Los Docentes no somos un elemento más
en una sociedad esquemática, definida y previsible. Debemos educar para la
Libertad. Desde la Libertad. Nuestra propia Libertad como sujetos individuales
es el sostén de nuestro aporte para una sociedad mejor. Debemos darnos,
entregarnos, ser auténticamente felices para que nuestros Hijos y nuestros
Alumnos lo sean. Para que sean capaces de torcer el rumbo y crear una sociedad
de la empatía. Pero no una empatía en la cual entender al otro sea sinónimo de
olvido y entrega del propio deseo. Si no la empatía de quien, al sentirse con
legítimo derecho a ser feliz, no se detiene a reflexionar si lo que el otro
desea está bien o no, si el otro tiene o no razón. Mientras ambas posturas
puedan contribuir –siempre contribuir (el hacer es el motor de todo acto y de
toda voluntad) a un mundo que se resuelve de modo orgánico: de un acto natural
a otro que es lo que debe ser.
Ese es el mundo que nos exige el Hoy.
Un mundo donde el hacer del Hombre sea una fuerza entre todas las vivientes.

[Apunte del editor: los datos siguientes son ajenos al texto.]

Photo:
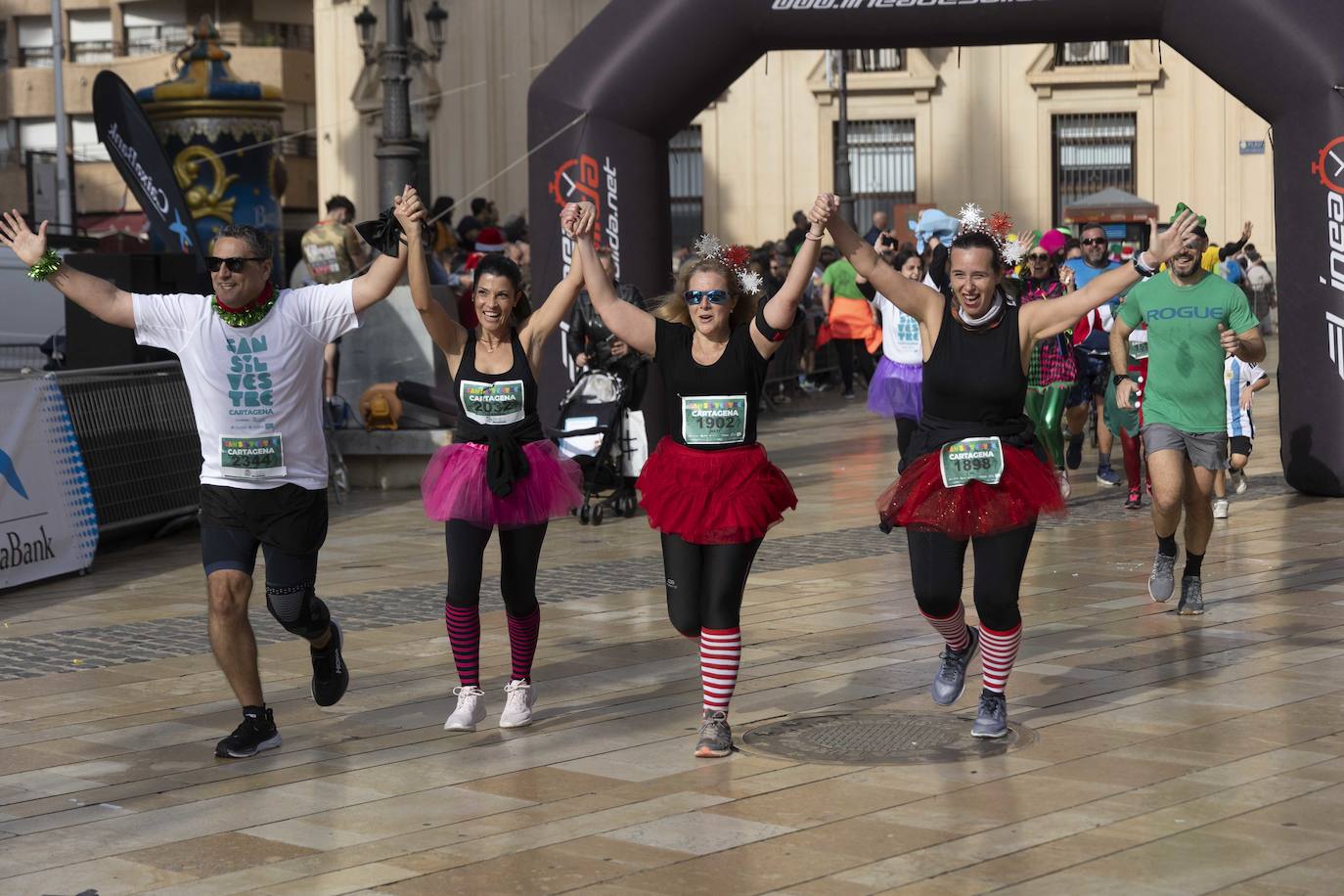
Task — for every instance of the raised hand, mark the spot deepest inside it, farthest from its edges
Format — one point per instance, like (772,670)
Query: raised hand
(823,209)
(15,233)
(409,211)
(1163,246)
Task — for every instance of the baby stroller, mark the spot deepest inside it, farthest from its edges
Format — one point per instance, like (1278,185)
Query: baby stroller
(606,438)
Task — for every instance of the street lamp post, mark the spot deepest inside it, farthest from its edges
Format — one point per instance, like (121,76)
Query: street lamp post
(397,154)
(843,186)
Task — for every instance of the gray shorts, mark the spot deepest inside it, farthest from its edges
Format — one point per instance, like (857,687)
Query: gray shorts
(1207,450)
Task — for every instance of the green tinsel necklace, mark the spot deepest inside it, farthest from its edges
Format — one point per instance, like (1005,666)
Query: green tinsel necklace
(248,313)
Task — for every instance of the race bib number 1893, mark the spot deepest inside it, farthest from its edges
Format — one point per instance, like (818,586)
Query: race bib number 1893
(978,458)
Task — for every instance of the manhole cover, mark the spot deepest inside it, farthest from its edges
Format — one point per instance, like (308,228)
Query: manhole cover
(880,738)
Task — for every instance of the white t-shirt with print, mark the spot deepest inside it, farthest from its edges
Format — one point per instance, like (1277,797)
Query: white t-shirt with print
(899,334)
(257,391)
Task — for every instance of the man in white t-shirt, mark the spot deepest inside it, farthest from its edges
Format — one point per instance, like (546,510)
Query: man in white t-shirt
(251,357)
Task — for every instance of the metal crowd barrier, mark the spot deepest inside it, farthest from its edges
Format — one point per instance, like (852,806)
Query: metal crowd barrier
(15,356)
(137,434)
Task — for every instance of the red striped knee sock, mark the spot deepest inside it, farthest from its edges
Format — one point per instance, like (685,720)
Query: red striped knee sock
(953,629)
(998,653)
(721,653)
(464,634)
(521,643)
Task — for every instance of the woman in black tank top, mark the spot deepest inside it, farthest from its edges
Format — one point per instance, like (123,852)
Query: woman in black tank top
(500,470)
(708,486)
(974,471)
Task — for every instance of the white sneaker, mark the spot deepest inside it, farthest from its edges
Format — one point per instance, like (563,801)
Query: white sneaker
(470,709)
(519,697)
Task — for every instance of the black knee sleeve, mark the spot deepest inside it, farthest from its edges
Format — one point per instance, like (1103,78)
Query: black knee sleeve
(297,608)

Claro que la fuerza del elemento humano cuenta con la Razón, y desde allí
interviene.
La Razón es la que debe aprender de la
empatía natural orgánica, experimentándola en la Infancia y sosteniéndola
–eligiéndola- a lo largo de los años como fuerza de Voluntad y elección de
Vida.
De eso quiero que los adolescentes y
sus adultos reflexionen. Ojalá este intento literario surta efecto.